Pourquoi y a-t-il eu des problèmes ailleurs ?

Il existe actuellement 6 UTV en France qui utilisent un procédé similaire à celui prévu pour Bordères : tri mécano-biologique et méthanisation. Des problèmes de nuisances olfactives se sont effectivement posés dans certaines d’entre elles.

Plusieurs facteurs interviennent dans les phénomènes de nuisances olfactives. Exemples :
1. Des sources d’odeurs qui ne sont pas suffisamment confinées
- Le compostage réalisé à l’intérieur d’un bâtiment de grand volume difficile à confiner,
- Des entrées et sorties de bioréacteurs situées en extérieur et non capotés,
- Des convoyeurs acheminant les déchets non capotés.

2. Des bâtiments mal isolés de l’extérieur
- Le bâtiment où est située la zone de réception des déchets n’est pas équipé d’un sas. Ses portes s’ouvrent et se ferment lentement. Chaque fois qu’un camion vient déverser son chargement, de grands volumes d’air malodorants se diffusent à l’extérieur.
- La réalisation d’une mauvaise étanchéité au niveau du bardage d’une des pièces spéciales (trappe de désenfumage) devient génératrice de fuites d’odeurs.

3. Un renouvellement de l’air sous-dimensionné
La gestion des nuisances olfactives passe par le captage et le traitement de l’air des bâtiments. Il s’exprime en m3 traités par tonne accueillie sur l’installation. Insuffisamment dimensionné, il représente entre 1 et 1,5 m3 par tonne sur les installations existantes.

4. Des problèmes de conception et d’exploitation
- Désignation du constructeur et de l’exploitant par des marchés différents. Lors de désaccords, de problèmes, chacun se renvoie la balle.
- Une mauvaise estimation des contraintes d’exploitation liées à la conception des installations.
- Des élus qui exigent que tous les déchets soient réceptionnés et traités, sans toujours tenir compte des risques de saturation des lignes de traitement, en particulier lors de la mise en service.

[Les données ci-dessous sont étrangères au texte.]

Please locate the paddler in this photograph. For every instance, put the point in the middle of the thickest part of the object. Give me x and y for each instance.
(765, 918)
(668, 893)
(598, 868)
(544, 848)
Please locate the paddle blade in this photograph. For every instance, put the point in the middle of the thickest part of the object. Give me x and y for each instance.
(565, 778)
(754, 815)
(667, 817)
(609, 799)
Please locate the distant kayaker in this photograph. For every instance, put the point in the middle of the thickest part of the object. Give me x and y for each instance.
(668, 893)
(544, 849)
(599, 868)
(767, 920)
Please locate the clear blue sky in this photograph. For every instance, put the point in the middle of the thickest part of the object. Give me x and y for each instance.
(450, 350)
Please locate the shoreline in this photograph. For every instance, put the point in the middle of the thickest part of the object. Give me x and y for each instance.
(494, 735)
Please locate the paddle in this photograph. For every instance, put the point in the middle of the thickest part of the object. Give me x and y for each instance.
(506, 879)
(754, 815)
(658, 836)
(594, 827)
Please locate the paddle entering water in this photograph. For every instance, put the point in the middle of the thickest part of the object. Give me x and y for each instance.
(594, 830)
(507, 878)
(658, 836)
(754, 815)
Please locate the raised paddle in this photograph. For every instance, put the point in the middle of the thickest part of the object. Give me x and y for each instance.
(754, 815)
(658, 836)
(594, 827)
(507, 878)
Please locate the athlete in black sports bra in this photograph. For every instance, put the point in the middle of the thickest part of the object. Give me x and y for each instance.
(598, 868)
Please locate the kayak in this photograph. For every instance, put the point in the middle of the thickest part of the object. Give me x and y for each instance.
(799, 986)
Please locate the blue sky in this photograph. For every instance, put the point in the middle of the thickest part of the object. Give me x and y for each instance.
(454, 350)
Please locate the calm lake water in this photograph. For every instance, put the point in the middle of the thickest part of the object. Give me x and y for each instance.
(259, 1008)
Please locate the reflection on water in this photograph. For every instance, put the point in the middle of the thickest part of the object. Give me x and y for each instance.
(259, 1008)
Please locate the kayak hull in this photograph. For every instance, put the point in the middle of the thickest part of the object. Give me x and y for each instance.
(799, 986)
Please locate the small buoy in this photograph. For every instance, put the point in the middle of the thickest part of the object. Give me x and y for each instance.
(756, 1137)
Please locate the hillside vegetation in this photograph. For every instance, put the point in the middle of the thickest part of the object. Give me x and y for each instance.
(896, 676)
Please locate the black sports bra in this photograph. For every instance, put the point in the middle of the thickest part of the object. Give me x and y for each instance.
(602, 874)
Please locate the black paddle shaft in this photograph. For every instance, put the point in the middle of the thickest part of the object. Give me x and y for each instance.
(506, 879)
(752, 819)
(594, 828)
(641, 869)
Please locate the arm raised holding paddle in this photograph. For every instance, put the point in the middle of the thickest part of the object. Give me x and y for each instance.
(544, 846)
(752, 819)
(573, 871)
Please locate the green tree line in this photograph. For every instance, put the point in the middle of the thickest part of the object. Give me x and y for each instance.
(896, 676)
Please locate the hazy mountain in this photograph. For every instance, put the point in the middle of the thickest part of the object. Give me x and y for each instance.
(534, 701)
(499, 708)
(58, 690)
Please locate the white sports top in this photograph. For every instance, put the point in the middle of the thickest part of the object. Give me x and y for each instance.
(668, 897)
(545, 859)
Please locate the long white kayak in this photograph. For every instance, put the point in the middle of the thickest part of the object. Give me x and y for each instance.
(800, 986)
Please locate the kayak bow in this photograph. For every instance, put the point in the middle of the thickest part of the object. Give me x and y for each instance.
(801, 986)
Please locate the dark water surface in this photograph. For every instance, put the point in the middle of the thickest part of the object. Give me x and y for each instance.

La situation peut se donc résumer ainsi : les mauvaises odeurs se diffusent à l’intérieur des bâtiments. L’air n’y étant pas suffisamment capté, elles peuvent alors se disperser à l’extérieur et générer des nuisances pour les riverains.
Pour remédier à tous ces problèmes, les responsables des UTV qui y ont été confrontées, ont du engager de nouveaux  investissements, pour mieux confiner les sources d’odeurs, mieux isoler les bâtiments et renforcer les systèmes de renouvellement  d’air.

 

L’UTV 65 bénéficiera de tous ces retours d’expérience
1. Toutes les sources d’odeurs y seront confinées
- Le compostage est réalisé à l’intérieur de tunnels fermés, situés eux-mêmes à l’intérieur d’un bâtiment,
- Les entrées et sorties de bioréacteurs sont situées à l’intérieur des bâtiments et sont en plus capotées,
- Tous les convoyeurs de déchets sont capotés.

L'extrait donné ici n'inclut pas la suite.